I’m taking my life to the next level and I like the challenge. The fact is,  I’m in the unique position to step into this and be of help since I’m already living here and living here as long as I have.” And as a bonus, he no longer has to stand in line for his mail.

Shane offers this as a suggestion for those waiting in the holiday lines for post office business, “If you’re patient, it helps everything. Make sure your box number is clearly marked on the things being delivered, like if you’re getting packages from Amazon, because if you just put the street address, it’s going to get sent back. Also, take your mail out of your box frequently,” he explains that the boxes get stuffed, making it difficult to deliver more mail into it. And hey, they can hear you through the walls, so be kind, please and know the CB postal workers are doing all they can to facilitate and expedite your visit there.

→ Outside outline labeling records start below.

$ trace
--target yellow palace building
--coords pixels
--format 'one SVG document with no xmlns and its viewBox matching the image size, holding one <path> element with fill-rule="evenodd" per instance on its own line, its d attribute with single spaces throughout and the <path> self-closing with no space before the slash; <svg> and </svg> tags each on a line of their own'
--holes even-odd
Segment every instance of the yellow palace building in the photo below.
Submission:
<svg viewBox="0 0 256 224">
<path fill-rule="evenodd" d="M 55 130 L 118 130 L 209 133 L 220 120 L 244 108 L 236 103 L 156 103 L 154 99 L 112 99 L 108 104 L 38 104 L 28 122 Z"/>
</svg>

These days during the summers, Shane works, skateboards and hits the Barmuda Triangle. “As the years go on, you can’t do that forever though,” he laughs. “I don’t want to look down the bar and say I’m that guy when I’m old. This is the first year I bought myself a pass, because I can afford one now. I’m going to use those federal holidays to go ride and ski and see my friends, my peeps and make sure they got their mail,” he grins. “I’ve adopted this town and it’s adopted me. I love this town. We don’t have the problems of the city, we have small town problems. At the end of the day, we’re still Crested Butte and we all love each other, so give everyone a little bit of space and a little bit of patience.”